Autoconf, Automake, and Libtool
Авторы :
17. Dynamic Loading
An increasingly popular way of adding functionality to a project is to
give a program the ability to dynamically load plugins, or modules. By
doing this your users can extend your project in new ways, which even you
perhaps hadn't envisioned. Dynamic Loading, then, is the process
of loading compiled objects into a running program and executing some or
all of the code from the loaded objects in the same context as the main
executable.
This chapter begins with a discussion of the mechanics of dynamic
modules and how they are used, and ends with example code for very
simple module loading on GNU/Linux, along with the
example code for a complementary dynamically loadable module. Once you
have read this chapter and understand the principles of dynamic loading,
the next chapter will explain how to use GNU Autotools to write portable
dynamic module loading code and address some of the shortcomings of
native dynamic loading APIs.
17.1 Dynamic Modules
In order to dynamically load some code into your executable, that code
must be compiled in some special but architecture dependent fashion.
Depending on the compiler you use and the platform you are compiling
for, there are different conventions you must observe in the code for
the module, and for the particular combination of compiler options you
need to select if the resulting objects are to be suitable for use in
a dynamic module. For the rest of this chapter I will concentrate on
the conventions used when compiling dynamic modules with GCC on
GNU/Linux, which although peculiar to this particular combination
of compiler and host architecture, are typical of the sorts of
conventions you would need to observe on other architectures or with
a different compiler.
With GCC on GNU/Linux, you must compile each of the source
files with `-fPIC'(38), the resulting
objects must be linked into a loadable module with gcc 's
`-shared' option:
|
$ gcc -fPIC -c foo.c
$ gcc -fPIC -c bar.c
$ gcc -shared -o baz.so foo.o bar.o
|
This is pretty similar to how you might go about linking a shared
library, except that the `baz.so' module will never be linked with
a `-lbaz' option, so the `lib' prefix isn't necessary. In
fact, it would probably be confusing if you used the prefix.
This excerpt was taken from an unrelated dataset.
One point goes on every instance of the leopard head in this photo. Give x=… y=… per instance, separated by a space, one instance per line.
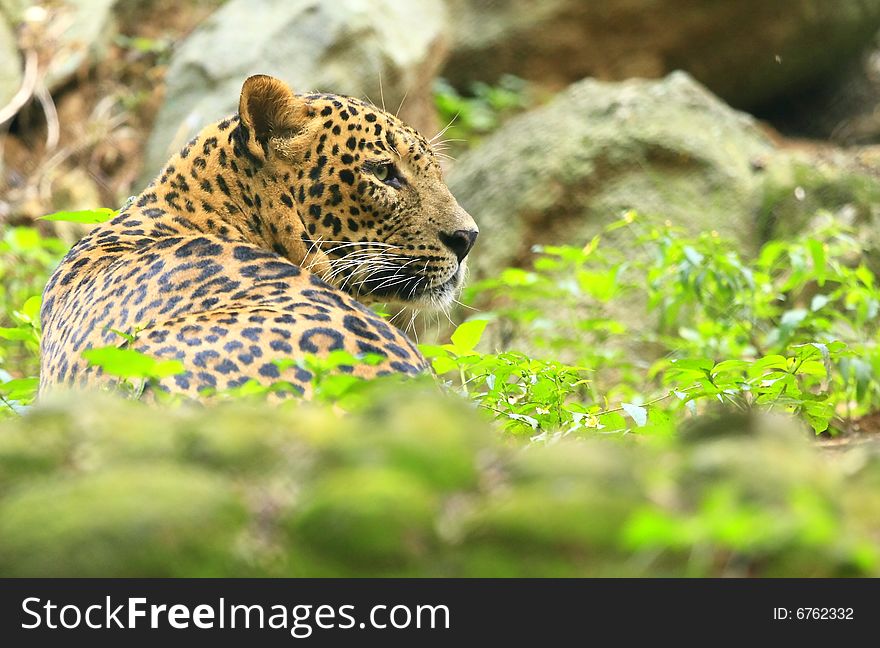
x=361 y=191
Similarly, there is no constraint to use any particular filename
suffix, but it is sensible to use the target's native shared library
suffix (GNU/Linux uses `.so') to make it obvious that the
compiled file is some sort of shared object, and not a normal
executable.
Apart from that, the only difference between a shared library built for
linking at compile-time and a dynamic module built for loading at
run-time is that the module must provide known entry points for
the main executable to call. That is, when writing code destined for a
dynamic module, you must provide functions or variables with known names
and semantics that the main executable can use to access the
functionality of the module. This is different to the function
and variable names in a regular library, which are already known when
you write the client code, since the libraries are always written
before the code that uses them; a runtime module loading system
must, by definition, be able to cope with modules that are written
after the code that uses those modules.
17.2 Module Access Functions
In order to access the functionality of dynamic modules, different
architectures provide various APIs to bring the code from the
module into the address space of the loading program, and to access the
symbols exported by that module.
GNU/Linux uses the dynamic module API introduced by Sun's
Solaris operating system, and widely adopted (and adapted!) by the
majority of modern Unices (39). The interface consists of four functions. In practice, you
really ought not to use these functions, since you would be locking your
project into this single API, and the class of machines that
supports it. This description is over-simplified to serve as a
comparison with the fully portable libltdl API described in
18. Using GNU libltdl. The minutiae are not discussed, because therein
lie the implementation peculiarities that spoil the portability of this
API. As they stand, these descriptions give a good overview of
how the functions work at a high level, and are broadly applicable to
the various implementations in use. If you are curious, the details of
your machines particular dynamic loading API will be available in
its system manual pages.
- Function: void * dlopen (const char *filename, int flag)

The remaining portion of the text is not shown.